RELIGAR

RESIDÊNCIA ARTÍSTICA: DESLOCAÇÕES #02

4 MAI – 26 MAI

“Religar” intitula a segunda edição da residência artística “Deslocações”, uma colaboração entre o Museu Municipal Abade Pedrosa/ Museu Internacional de Escultura Contemporânea de Santo Tirso e a Faculdade de Belas Artes da Universidade do Porto. Nesta edição os estudantes da unidade curricular de Práticas da Escultura foram desafiados a eleger, do acervo arqueológico Abade Pedrosa, um artefacto com carácter e vocação espiritual para a realização de um projeto escultórico que dialogue com as suas propriedades formais, simbólicas e contextuais.
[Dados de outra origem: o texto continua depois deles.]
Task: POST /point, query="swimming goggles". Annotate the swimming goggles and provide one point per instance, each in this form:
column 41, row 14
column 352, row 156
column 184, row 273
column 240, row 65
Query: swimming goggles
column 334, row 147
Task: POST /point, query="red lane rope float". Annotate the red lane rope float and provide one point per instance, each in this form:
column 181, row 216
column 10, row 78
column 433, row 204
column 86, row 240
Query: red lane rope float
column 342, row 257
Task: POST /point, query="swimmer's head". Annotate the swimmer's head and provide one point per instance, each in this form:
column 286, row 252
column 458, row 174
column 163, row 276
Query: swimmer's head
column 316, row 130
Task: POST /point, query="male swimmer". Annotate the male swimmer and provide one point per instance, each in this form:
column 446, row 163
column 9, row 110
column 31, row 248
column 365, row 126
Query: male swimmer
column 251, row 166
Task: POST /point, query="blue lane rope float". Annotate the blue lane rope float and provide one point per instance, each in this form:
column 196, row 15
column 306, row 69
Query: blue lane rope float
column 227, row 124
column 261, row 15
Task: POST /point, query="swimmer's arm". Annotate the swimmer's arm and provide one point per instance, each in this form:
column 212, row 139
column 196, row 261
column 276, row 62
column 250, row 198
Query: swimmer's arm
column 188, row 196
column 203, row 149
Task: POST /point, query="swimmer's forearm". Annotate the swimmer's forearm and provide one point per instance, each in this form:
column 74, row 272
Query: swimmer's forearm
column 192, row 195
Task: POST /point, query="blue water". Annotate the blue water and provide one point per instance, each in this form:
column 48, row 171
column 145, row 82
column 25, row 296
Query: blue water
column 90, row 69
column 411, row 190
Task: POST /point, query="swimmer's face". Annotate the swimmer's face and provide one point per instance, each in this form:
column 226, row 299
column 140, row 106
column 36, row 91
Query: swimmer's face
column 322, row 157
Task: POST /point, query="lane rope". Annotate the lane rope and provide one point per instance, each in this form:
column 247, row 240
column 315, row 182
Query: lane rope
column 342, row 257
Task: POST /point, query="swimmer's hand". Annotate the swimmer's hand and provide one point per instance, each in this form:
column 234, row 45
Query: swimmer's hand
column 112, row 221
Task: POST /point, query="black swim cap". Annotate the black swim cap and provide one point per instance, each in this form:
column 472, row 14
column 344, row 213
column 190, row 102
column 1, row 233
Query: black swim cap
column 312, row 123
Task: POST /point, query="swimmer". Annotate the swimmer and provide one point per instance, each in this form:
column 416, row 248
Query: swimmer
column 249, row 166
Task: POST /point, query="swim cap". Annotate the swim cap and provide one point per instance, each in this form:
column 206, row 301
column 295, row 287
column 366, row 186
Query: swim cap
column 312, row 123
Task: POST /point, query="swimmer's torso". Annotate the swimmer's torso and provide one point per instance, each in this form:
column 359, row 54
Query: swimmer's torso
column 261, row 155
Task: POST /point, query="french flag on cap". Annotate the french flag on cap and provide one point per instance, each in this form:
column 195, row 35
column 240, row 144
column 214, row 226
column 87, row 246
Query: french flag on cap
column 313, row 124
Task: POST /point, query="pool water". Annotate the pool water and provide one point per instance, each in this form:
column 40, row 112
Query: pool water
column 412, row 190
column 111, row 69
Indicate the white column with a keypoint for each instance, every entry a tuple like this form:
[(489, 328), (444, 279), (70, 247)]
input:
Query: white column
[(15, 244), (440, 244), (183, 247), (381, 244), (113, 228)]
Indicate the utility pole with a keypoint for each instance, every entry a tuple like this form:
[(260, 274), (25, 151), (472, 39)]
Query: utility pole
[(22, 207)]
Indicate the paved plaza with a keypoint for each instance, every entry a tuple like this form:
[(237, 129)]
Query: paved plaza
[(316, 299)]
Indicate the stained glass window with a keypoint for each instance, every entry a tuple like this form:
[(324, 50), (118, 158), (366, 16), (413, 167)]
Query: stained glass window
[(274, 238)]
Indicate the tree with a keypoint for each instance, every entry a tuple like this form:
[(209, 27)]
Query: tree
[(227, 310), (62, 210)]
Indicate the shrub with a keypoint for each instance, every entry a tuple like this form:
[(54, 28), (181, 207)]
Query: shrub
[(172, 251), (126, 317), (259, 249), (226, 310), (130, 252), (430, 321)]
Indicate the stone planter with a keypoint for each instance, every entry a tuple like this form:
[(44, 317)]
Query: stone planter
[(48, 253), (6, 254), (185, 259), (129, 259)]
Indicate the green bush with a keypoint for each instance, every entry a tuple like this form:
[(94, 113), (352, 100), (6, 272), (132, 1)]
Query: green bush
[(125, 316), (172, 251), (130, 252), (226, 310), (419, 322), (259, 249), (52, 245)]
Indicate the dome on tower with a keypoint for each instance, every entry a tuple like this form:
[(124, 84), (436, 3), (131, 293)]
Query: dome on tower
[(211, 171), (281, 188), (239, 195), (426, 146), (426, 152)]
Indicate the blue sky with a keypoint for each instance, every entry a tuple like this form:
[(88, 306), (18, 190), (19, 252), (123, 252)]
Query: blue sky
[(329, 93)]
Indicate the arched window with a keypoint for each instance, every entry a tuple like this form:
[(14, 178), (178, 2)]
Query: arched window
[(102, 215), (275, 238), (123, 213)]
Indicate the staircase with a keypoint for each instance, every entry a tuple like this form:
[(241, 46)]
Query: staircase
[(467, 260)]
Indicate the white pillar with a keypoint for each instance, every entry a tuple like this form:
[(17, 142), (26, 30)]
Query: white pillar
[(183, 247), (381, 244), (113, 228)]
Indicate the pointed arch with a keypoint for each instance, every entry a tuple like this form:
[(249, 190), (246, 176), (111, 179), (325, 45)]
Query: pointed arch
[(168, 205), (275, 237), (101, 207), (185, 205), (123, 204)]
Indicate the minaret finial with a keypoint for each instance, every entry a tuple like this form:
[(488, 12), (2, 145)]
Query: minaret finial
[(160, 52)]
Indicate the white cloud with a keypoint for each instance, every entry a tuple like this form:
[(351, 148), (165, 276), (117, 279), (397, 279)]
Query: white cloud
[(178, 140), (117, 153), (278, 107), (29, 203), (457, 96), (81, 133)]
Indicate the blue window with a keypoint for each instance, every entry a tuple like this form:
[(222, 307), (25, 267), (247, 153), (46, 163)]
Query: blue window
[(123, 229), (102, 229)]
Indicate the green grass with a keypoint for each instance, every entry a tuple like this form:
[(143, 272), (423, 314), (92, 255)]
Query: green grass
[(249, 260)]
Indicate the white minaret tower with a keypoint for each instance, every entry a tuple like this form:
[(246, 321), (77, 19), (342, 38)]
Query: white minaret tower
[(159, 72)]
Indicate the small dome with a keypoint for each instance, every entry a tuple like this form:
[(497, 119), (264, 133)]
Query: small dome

Este enfoque no vestígio arqueológico procura dirigir a nossa atenção para um mundo arcaico de inesgotável conhecimento que escapa às emergências do dia-a-dia e simultaneamente gerar um ato de auto-decifração no sujeito, pois quando nos colocamos perante um artefacto e a sua espessura histórica recebemos dele um Eu mais vasto.

Já tudo começou para nós também

Qualquer artefacto mágico, sagrado ou de vocação espiritual possui uma natureza geneticamente plural: ele faz colidir um conjunto de qualidades formais com uma intencionalidade ampla e descontínua dentro de um sistema de crença que é necessário compreender, desde sacrifícios, festas, transes, ritos de iniciação ou funerários, orações, música, entre outros. Dificilmente conseguimos abeirar a essência de um objecto desta natureza ignorando a sua proveniência ou contexto matricial. Será sempre necessária uma deslocação.Para esta segunda edição da residência artística – Deslocações – os estudantes da unidade curricular Práticas da Escultura da Faculdade de Belas Artes da Universidade do Porto foram desafiados a eleger um objecto de carácter ou vocação espiritual do acervo arqueológico Abade Pedrosa para iniciarem um aturado processo de estudo com vista à realização de uma escultura capaz de dialogar com esse vestígio escolhido. Tratou-se tão só de propor a construção de um diálogo, uma conversa íntima entre formas, densidades, cores, escalas, pesos, símbolos, matérias, ideias. Tratou-se tão só de edificar uma relação. Ainda antes de começar estávamos avisados (confirmamos agora) para o problema crucial desta tarefa: qualquer vestígio arqueológico eleito nunca poderá ser considerado apenas enquanto uma mera janela para outro tempo mais ou menos imemoriável ignorando a sua potentíssima capacidade especular de nos devolver inesperadamente o nosso reflexo. Uma ruína é sempre uma janela mas também um espelho. Esta consciência permitiu, a cada estudante, nas suas múltiplas revisitações aos objectos, a entrada dentro deles, não nas coisas mas literalmente dentro dos próprios, num processo de auto decifração.

Pois quando nos dirigimos aos objectos e à sua espessura histórica, recebemos deles um Eu mais vasto, mais profundo e lúcido. Debruçarmo-nos sobre um artefacto sagrado separando-o da sua situação primordial ou ocultando perante ele os nossos desejos é uma ingenuidade quando não uma preversão.Advertidos e vigilantes quisemos nesta residência trazer para cima da mesa de trabalho uma dupla preocupação.

1º preocupação — reconhecer que nas raízes mais arcaicas podemos encontrar o fogo menos-fátuo;

2º preocupação — principiar nesse fogo inicial uma procura de nós, “para escapar através dos séculos à mecânica das actualidades; para chegar até aos meus próprios pensamentos”*.

Assim, com encontros semanais nos últimos dois meses, cada estudante elaborou um trajecto de experiências íntimas em desenho e escultura de pequena dimensão encetando uma circunspecção irrequieta e desejante sobre e a partir do objecto escolhido para chegar aos resultados que agora se dão em presença nesta exposição. Cada caminho produziu um diálogo, uma alternância de vozes (discursos) intemporais que se relacionam por esse imenso indecifrável “vazio ligante”.